During a regular meeting in City Hall on Tuesday night, the aldermen in an 8-to-1 vote granted local businessman Robert Holland another two years to complete construction of a new apartment building at 27 Montvale Ave.

More than 16 years ago, Holland first obtained permission from the council to construct a 10-unit apartment complex at the vacant lot, which was long the site of a three-family residence adjacent to the Peterson School.

Given how long the redevelopment has languished, the Woburn Center landlord now wants to proceed with a four-unit complex, local attorney Joseph Tarby told the council last night. Originally, each of the 10 apartments was to contain roughly 800 square feet.

The new layout would not alter the size of the proposed building's footprint, but in one benefit touted by local officials, the change will eliminate the project's reliance upon municipal parking spaces in the nearby Walnut Street lot.

"It was for 10 units and the modified plan is for four units. The footprint remains roughly the same. Eight parking spaces are required, and eight are being provided on the site," the lawyer explained.

At the urging of Ward 2 Alderman Richard Gately, whose district includes the vacant parcel by the Second Burial Ground, the council — besides granting the two-year construction extension — agreed to designate the reduced-scale proposal a minor modification to the original 2003 special permit.

By doing so, the city officials spared the petitioner from the need to completely re-file the special permit application.

"I would like the council to seriously think about allowing this," said Gately of the undersized 8,276 square foot lot by Prospect Street. "[Neighbors in that area] are going to be happy to see something there instead of a vacant corner lot that has to be cleared of garbage every few months."

Situated by the entryway into Woburn Center by the Peterson School, the vacant lot by Prospect Street was long the site a a three-family house that was gutted by a catastrophic fire that broke out in July of 2001.

Much to the consternation of city officials, the charred remnants of that building sat untouched for nearly two years, before Holland emerged in 2003 with plans for the redevelopment. Originally pitched as a 14-unit apartment complex, the council ultimately downscaled the size of the project during their special permit deliberations back in 2003.

Since obtaining that initial round of city permissions, Tarby on behalf of the landlord has petitioned the council seven times for two-year special permit continuances.

Citing the new proposal's decreased parking demand, the aldermen generally agreed the newest design constituted a minor modification.

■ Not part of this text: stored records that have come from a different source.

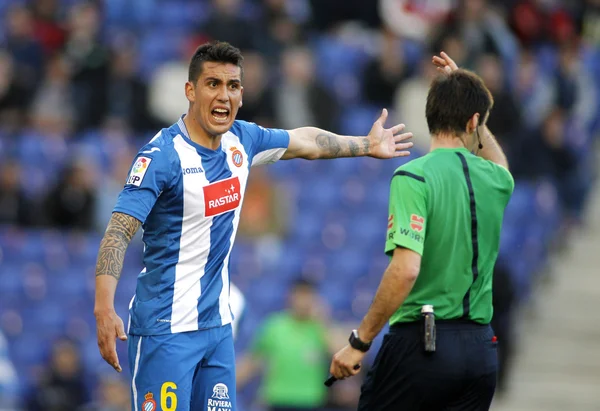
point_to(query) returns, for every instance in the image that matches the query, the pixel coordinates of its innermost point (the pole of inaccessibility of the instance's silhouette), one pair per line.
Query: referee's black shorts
(459, 376)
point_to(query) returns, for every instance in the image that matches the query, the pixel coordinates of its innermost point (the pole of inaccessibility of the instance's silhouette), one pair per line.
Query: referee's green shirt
(448, 206)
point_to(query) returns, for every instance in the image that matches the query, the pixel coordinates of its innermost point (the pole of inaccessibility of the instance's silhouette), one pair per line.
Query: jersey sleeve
(148, 177)
(407, 221)
(268, 144)
(507, 178)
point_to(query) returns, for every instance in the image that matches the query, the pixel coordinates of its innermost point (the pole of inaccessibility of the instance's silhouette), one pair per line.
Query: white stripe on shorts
(135, 370)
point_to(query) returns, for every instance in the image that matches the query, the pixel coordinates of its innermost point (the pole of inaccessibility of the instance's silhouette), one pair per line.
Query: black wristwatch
(357, 343)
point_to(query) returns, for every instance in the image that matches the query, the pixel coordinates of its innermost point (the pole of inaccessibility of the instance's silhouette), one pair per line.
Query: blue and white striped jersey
(188, 199)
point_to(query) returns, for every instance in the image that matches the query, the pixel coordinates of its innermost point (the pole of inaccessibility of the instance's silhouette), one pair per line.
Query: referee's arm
(396, 284)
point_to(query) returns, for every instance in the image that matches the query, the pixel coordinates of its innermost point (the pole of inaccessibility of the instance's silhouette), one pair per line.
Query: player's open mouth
(220, 114)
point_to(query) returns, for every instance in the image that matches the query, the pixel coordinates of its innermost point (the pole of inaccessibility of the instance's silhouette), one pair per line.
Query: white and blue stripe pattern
(189, 202)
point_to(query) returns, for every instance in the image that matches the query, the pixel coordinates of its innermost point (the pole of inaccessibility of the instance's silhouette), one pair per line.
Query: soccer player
(445, 216)
(185, 189)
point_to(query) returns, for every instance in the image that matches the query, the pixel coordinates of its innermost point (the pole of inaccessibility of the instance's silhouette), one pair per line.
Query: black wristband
(357, 343)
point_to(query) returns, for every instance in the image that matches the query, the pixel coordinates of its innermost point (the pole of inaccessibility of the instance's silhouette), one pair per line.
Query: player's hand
(343, 363)
(444, 63)
(109, 327)
(388, 142)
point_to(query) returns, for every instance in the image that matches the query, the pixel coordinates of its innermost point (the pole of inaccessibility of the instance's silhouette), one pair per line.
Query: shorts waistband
(439, 325)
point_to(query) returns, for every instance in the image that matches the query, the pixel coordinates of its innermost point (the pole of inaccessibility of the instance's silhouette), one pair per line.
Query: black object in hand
(329, 382)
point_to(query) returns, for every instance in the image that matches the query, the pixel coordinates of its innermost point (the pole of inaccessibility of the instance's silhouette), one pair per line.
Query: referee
(446, 211)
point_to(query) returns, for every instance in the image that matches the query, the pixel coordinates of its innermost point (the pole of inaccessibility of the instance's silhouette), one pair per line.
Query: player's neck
(445, 140)
(199, 136)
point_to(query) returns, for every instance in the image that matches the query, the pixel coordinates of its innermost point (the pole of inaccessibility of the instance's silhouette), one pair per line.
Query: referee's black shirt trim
(409, 174)
(474, 240)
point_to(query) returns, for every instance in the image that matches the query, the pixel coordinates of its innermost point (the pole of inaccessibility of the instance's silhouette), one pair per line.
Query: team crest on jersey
(417, 222)
(138, 171)
(149, 404)
(222, 196)
(237, 157)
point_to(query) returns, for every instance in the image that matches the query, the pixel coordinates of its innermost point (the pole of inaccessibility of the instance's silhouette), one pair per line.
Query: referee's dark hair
(453, 99)
(216, 52)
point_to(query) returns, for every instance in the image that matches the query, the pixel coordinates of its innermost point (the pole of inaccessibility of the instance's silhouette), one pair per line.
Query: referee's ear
(473, 123)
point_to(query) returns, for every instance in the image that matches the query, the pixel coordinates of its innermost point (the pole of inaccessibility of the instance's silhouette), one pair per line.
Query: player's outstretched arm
(117, 237)
(491, 149)
(312, 143)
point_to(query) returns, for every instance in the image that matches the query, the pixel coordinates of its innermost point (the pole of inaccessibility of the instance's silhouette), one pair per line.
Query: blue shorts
(185, 371)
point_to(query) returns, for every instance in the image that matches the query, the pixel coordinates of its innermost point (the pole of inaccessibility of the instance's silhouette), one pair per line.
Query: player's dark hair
(216, 52)
(453, 99)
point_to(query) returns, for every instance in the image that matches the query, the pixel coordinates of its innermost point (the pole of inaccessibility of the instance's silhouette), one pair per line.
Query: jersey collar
(201, 149)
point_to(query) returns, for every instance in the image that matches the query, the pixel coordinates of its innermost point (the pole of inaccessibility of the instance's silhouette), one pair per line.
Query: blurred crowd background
(84, 83)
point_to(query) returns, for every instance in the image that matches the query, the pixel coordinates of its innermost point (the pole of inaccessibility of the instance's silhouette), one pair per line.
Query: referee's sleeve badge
(417, 222)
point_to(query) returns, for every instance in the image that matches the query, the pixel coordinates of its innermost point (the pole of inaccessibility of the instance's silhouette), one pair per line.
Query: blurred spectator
(167, 92)
(127, 94)
(226, 24)
(414, 19)
(505, 117)
(53, 109)
(409, 100)
(590, 22)
(384, 73)
(552, 158)
(481, 29)
(112, 394)
(293, 347)
(24, 47)
(72, 201)
(265, 207)
(328, 14)
(49, 31)
(576, 93)
(110, 186)
(300, 100)
(281, 27)
(503, 322)
(15, 207)
(9, 384)
(88, 59)
(13, 96)
(61, 387)
(258, 101)
(534, 91)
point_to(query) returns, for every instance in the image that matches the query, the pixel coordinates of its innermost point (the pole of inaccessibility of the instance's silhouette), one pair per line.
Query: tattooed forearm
(329, 145)
(119, 233)
(353, 146)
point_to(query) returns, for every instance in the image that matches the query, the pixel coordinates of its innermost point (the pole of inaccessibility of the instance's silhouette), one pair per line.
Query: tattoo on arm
(354, 149)
(329, 144)
(119, 233)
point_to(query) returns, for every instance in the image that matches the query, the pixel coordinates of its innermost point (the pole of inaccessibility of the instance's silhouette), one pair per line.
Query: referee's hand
(343, 363)
(109, 327)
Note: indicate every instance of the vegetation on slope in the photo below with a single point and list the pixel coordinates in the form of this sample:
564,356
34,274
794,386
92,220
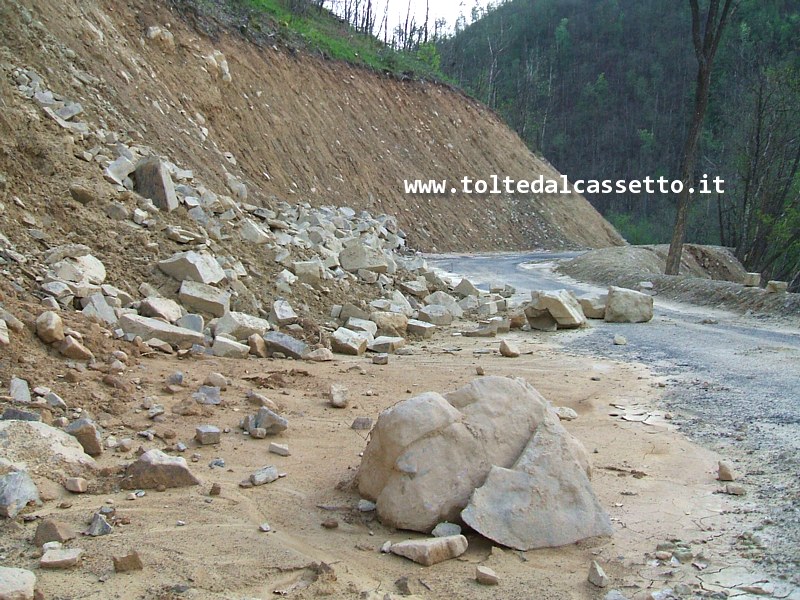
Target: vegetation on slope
604,89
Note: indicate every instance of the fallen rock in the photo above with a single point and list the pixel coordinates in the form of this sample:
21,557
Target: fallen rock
207,434
486,576
725,472
195,266
228,348
87,434
148,328
282,313
597,576
431,551
436,314
162,308
427,454
76,485
204,298
562,305
241,325
48,452
17,489
346,341
154,469
358,257
509,350
594,307
628,306
49,327
264,475
751,280
421,329
153,181
127,562
544,500
61,558
286,344
72,348
338,396
16,584
50,530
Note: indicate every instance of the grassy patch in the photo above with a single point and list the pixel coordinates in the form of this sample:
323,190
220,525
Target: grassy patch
323,32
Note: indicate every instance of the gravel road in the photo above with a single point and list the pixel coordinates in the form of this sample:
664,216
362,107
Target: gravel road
733,385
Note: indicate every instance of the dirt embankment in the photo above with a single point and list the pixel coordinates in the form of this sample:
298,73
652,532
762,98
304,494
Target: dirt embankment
299,128
710,276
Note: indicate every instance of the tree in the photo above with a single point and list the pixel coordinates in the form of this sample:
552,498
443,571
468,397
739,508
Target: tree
706,39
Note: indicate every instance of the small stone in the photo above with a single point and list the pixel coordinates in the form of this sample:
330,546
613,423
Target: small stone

However, Ward 1 Alderman Joanne Campbell disagreed with that sentiment due to the substantial construction delay. According to Campbell, the lone dissenter in the 8-to-1 approval, because the entire Woburn Center area has changed dramatically since the project was first permitted, she believed the special permit request should at least be referred to committee for further review.

"I agree the impact is far less, and I think it's great we're going from 10 units to four units. But a lot has happened in the past 16 years," she said.